Generally, the higher frequencies are used for medical imaging. The lower frequencies, 1 MHz or less, have longer wavelengths and greater amplitude for a given input energy, thus producing greater disruption of the medium.

Among the many important advances in recent years have been higher resolution, real-time monitoring and color images.

Ultrasonic scanning has the big advantage over x-rays that there are apparently no adverse health effects. For this reason, it has come into widespread use for monitoring the condition of the fetus as it grows in the womb. The increasingly high precision of such monitoring has made it possible to detect defects even at the very early stages of pregnancy.

Ultrasonic scanning has also become extremely useful for obtaining information about the flow of blood through the heart and about the condition of the heart valves. Other important diagnostic applications are the detection of kidney stones, gallstones and tumors.

An example of medical treatment applications is brain surgery, for which a sharply focused, high intensity beam can destroy diseased tissue with high precision. Ultrasound has also been used in the therapeutic treatment of arthritis, bursitis, contusions, lumbago and neuroma.

There is still considerable controversy about the mechanism of such therapy. However, there is little doubt that it can be effective. One theory is that the benefits arise from the heating and possibly a "micromassage" resulting from the ultrasound.

 

Generation of Ultrasound

Ultrasonic waves can be generated using mechanical, electromagnetic and thermal energy sources. They can be produced in gasses (including air), liquids and solids.

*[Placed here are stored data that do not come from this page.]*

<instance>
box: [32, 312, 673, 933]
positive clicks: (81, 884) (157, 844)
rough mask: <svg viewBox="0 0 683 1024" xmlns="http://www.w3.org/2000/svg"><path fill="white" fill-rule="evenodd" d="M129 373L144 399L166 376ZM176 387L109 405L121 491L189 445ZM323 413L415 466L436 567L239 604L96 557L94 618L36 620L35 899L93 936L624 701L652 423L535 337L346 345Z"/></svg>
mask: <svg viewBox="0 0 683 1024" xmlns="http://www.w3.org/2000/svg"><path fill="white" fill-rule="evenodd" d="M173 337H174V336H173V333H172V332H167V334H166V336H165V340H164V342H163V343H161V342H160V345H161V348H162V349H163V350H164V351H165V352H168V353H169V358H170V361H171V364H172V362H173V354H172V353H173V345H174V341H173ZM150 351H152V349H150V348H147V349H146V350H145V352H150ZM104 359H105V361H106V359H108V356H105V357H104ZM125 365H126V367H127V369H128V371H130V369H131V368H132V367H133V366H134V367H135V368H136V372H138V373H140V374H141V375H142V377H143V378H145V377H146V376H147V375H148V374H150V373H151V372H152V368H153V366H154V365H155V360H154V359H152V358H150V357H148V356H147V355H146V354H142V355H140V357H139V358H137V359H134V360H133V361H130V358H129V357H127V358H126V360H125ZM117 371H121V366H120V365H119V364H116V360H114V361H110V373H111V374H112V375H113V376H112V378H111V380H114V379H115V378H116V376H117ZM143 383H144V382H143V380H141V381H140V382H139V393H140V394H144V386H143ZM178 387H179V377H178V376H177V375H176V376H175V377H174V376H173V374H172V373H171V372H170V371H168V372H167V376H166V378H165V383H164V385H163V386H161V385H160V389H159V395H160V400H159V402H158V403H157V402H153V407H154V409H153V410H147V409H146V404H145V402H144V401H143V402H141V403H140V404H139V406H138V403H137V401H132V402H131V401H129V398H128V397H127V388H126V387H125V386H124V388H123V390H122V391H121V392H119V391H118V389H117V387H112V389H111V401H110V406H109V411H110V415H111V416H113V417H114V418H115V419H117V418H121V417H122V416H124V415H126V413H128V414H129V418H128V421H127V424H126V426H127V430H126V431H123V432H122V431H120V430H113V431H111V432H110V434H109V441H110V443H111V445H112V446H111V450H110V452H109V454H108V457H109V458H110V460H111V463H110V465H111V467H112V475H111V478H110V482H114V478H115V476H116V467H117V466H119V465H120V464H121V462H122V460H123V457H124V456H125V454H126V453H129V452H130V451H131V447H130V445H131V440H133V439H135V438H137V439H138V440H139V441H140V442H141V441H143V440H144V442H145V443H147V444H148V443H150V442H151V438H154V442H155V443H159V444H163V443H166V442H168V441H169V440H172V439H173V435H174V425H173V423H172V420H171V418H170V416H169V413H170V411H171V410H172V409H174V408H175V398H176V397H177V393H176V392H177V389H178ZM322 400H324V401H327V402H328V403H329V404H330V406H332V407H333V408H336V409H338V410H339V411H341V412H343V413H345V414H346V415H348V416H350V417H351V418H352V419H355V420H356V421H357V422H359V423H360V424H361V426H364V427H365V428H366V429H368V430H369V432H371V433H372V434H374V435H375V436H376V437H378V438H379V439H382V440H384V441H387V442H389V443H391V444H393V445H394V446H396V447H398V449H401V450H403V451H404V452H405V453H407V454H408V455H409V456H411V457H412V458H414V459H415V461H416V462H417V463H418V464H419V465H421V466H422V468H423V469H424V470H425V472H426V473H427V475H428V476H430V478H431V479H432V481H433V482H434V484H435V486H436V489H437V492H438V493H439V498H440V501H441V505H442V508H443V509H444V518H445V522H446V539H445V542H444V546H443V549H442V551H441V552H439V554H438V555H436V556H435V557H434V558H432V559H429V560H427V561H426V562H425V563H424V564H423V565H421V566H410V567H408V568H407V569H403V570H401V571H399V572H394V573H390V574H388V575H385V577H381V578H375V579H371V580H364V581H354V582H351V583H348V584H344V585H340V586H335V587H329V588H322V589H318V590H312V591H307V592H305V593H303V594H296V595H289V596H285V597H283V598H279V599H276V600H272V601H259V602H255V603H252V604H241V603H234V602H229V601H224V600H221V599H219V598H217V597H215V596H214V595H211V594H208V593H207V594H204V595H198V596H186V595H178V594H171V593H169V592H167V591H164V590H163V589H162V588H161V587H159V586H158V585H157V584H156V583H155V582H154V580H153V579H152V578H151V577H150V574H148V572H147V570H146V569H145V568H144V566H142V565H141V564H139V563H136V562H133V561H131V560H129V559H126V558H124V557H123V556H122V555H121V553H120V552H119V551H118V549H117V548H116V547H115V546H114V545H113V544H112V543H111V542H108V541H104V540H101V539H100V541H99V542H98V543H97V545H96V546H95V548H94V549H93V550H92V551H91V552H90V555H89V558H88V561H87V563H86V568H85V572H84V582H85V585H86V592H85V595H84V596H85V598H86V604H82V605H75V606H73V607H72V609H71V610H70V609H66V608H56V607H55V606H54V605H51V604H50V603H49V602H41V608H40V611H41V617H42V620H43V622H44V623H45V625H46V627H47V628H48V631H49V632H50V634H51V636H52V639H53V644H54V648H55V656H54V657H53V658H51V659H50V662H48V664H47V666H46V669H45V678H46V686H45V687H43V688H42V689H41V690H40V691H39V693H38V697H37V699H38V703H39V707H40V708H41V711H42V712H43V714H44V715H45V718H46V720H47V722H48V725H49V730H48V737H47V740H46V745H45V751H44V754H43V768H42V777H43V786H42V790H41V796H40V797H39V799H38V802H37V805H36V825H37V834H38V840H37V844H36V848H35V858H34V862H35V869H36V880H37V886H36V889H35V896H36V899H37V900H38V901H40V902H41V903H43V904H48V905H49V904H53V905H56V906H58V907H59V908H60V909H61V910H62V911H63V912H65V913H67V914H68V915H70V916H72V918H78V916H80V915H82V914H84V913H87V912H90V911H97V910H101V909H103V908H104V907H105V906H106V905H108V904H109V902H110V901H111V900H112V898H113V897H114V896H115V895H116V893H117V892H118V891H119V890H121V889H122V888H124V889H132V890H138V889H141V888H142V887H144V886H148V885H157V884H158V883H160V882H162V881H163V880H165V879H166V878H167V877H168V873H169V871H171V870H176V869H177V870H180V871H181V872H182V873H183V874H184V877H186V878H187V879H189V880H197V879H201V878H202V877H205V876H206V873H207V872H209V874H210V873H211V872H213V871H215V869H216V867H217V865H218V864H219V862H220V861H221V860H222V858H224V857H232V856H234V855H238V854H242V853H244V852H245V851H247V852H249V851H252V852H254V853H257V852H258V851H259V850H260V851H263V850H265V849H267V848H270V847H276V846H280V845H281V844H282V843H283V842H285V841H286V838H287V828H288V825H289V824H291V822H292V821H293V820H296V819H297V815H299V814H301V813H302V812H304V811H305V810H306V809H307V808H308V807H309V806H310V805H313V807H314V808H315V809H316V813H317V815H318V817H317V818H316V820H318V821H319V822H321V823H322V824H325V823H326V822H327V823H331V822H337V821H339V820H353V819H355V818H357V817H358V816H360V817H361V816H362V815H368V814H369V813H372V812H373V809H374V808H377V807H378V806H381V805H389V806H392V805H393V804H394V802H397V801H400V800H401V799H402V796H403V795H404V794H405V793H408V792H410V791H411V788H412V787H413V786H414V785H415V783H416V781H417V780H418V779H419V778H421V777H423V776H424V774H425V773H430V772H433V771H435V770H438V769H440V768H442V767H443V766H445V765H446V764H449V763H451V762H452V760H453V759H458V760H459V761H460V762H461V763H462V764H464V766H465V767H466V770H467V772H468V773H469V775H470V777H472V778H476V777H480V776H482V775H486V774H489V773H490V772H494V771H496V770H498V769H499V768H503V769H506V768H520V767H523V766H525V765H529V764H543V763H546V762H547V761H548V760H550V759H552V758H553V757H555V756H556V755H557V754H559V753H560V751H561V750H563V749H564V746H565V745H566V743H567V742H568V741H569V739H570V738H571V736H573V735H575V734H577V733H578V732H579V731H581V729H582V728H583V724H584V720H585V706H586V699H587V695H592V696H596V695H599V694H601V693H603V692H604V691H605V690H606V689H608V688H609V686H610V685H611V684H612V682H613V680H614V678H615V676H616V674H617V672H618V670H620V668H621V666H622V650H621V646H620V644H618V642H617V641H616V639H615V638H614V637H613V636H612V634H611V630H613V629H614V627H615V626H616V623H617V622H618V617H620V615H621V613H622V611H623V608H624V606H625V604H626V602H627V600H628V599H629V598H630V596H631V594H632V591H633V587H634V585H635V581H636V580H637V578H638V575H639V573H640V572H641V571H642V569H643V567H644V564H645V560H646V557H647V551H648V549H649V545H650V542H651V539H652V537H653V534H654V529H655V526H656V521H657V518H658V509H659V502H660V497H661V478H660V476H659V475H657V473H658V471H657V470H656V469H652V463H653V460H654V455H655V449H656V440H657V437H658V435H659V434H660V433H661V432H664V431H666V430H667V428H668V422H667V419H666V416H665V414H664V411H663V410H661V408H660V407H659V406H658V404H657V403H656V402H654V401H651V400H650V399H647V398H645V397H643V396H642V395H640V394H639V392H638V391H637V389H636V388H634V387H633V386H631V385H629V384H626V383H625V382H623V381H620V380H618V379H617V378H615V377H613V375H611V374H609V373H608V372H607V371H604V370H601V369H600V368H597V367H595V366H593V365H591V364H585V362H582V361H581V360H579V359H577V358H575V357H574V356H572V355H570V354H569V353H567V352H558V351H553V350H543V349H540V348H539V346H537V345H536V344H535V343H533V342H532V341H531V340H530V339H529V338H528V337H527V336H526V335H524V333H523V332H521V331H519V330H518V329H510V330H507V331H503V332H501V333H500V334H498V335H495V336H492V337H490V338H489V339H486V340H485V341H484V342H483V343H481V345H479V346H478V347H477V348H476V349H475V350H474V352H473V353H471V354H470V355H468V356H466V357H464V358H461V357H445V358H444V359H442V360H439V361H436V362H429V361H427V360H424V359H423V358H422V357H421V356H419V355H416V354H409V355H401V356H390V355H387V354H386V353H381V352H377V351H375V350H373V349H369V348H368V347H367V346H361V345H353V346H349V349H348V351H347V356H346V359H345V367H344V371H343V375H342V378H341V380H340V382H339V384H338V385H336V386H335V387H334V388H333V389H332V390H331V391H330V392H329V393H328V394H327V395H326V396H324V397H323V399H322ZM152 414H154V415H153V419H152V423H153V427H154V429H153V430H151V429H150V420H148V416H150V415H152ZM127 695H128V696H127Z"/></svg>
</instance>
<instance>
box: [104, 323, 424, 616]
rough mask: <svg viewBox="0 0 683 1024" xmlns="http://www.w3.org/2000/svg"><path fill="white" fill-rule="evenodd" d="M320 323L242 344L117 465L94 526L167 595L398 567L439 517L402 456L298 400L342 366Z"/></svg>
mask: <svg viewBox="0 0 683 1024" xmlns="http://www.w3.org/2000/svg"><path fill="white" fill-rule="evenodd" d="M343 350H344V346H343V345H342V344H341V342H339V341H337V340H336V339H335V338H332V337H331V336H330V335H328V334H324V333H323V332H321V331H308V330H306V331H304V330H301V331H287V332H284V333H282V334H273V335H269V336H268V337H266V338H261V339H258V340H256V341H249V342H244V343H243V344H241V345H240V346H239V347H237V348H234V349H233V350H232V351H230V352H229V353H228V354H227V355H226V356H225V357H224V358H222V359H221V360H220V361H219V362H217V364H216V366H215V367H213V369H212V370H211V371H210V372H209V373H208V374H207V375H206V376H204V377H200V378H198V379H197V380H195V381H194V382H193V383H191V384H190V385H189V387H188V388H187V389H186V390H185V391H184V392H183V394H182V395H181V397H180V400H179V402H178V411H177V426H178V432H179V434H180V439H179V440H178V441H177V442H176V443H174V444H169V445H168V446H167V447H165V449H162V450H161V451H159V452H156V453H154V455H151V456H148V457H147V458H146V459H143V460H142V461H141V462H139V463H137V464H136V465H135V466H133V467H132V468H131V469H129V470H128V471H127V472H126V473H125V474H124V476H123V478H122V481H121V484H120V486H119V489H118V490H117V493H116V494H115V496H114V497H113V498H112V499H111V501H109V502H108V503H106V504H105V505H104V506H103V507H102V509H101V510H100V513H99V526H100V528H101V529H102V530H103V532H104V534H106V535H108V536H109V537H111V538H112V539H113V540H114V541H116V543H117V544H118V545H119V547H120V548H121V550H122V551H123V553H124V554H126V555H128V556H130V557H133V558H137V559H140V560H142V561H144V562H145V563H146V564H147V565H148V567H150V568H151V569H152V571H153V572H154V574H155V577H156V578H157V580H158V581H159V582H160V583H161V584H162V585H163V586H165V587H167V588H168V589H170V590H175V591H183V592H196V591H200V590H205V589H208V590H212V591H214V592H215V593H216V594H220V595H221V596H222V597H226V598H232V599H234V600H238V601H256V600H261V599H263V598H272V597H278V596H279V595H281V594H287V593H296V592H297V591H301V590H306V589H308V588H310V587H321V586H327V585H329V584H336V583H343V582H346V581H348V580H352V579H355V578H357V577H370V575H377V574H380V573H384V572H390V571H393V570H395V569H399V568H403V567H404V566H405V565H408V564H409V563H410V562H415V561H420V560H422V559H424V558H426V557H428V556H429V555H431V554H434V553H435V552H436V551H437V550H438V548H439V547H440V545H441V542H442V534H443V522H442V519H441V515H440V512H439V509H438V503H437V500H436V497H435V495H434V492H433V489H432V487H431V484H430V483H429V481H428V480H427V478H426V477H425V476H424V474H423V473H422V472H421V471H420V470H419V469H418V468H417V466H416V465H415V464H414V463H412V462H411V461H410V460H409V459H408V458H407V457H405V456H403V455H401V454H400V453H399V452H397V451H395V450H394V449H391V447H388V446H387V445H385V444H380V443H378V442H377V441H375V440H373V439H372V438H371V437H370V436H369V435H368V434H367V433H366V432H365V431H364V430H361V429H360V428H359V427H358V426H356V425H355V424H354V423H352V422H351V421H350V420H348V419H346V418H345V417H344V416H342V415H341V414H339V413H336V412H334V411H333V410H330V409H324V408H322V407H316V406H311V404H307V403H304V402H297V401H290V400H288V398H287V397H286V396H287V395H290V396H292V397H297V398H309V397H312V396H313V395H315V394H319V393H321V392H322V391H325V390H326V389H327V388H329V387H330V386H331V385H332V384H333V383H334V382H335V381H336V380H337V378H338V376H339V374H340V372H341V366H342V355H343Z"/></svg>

Magnetostrictive transducers use the inverse magnetostrictive effect to convert magnetic energy into ultrasonic energy. This is accomplished by applying a strong alternating magnetic field to certain metals, alloys and ferrites.

Piezoelectric transducers employ the inverse piezoelectric effect using natural or synthetic single crystals (such as quartz) or ceramics (such as barium titanate) which have strong piezoelectric behavior. Ceramics have the advantage over crystals in that it is easy to shape them by casting, pressing and extruding.

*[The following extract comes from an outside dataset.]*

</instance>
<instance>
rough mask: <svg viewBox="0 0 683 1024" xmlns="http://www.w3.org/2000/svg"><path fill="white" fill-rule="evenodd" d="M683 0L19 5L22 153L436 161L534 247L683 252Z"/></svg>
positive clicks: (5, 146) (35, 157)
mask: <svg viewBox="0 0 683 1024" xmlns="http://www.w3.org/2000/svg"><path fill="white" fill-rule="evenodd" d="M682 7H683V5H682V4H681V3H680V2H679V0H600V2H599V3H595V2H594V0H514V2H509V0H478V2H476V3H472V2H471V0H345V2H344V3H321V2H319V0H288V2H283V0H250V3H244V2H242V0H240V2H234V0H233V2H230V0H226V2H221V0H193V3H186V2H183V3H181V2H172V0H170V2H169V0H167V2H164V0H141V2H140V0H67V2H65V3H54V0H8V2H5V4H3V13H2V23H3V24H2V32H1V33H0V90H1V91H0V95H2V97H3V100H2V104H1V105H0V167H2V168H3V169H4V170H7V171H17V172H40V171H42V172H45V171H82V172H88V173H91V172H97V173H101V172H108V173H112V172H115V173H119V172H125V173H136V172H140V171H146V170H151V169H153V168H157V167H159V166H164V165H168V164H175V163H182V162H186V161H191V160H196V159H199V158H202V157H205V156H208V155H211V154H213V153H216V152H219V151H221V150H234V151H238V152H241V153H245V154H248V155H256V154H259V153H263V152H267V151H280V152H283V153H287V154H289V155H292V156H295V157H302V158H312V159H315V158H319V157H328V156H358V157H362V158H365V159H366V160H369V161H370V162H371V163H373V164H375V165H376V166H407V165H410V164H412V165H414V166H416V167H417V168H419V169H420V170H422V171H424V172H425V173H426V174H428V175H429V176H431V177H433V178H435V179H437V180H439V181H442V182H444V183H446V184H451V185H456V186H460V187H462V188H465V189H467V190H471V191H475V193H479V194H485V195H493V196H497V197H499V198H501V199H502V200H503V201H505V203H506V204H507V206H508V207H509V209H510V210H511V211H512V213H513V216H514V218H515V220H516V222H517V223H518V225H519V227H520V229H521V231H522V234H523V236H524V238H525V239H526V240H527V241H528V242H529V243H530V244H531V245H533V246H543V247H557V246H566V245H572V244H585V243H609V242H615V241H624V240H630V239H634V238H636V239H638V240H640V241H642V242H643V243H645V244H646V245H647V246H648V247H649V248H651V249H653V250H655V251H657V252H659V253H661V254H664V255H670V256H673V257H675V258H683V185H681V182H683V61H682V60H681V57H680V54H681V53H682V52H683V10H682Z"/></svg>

The piezoelectric effect was first studied by Pierre Curie around 1880. He found that asymmetrical crystals such as quartz and Rochelle salt (potassium sodium tartrate) generate an electric charge when mechanical pressure is applied. Conversely, mechanical vibrations are obtained by applying electrical oscillations.

 

The Future

There is widespread agreement among researchers and scientists that ultrasonics is still in its infancy. This is evidenced by the fact that there is a great deal which is still not known about the field and the continued rapid rate of progress on nearly all aspects of it.

Among the keys to further progress will be advances in materials (particularly piezoelectric materials for the transducers), in electronics and in computers (for interpreting and enhancing the results).

Improvements in performance will be accompanied by further reductions in cost and increased diversity in the applications, likely including the development of some completely new uses.